Final answer:
To find the increase in the water temperature, the kinetic energy of the projectile is converted to thermal energy and then related to the specific heat capacity of water to calculate the temperature change, resulting in a small increase of approximately 0.05974°C.
Step-by-step explanation:
To determine the increase in water temperature when a 1.5 kg projectile traveling at 100 meters per second is completely stopped in water, we first calculate the kinetic energy of the projectile using the formula kinetic energy = (1/2) * mass * velocity2. Using a mass of 1.5 kg and a velocity of 100 m/s, we find that the kinetic energy is (1/2) * 1.5 kg * (100 m/s)2 = 7500 Joules.

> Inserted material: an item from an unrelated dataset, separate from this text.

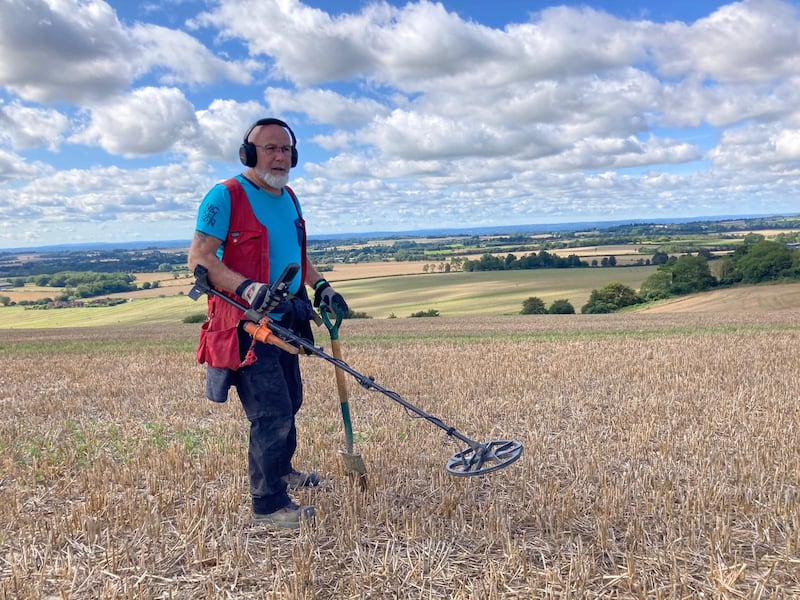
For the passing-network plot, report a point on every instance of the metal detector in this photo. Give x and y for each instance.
(477, 459)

Next, to find out how much this energy will heat the water, we use the specific heat capacity of water. Since the specific heat of water is given as 1 calorie per gram per degree Celsius, we first convert 30 kg of water to grams, which is 30,000 grams, and then convert the kinetic energy from Joules to calories (1 calorie = 4.184 Joules). Therefore, 7500 Joules is equivalent to approximately 1792.22 calories.
Now we use the specific heat formula, ΔT = Q / (m * c), where ΔT is the temperature change, Q is the heat energy, m is the mass, and c is the specific heat capacity. Plugging in the values, we get ΔT = 1792.22 cal / (30,000 g * 1 cal/g°C) = 0.05974°C as the increase in temperature of the water.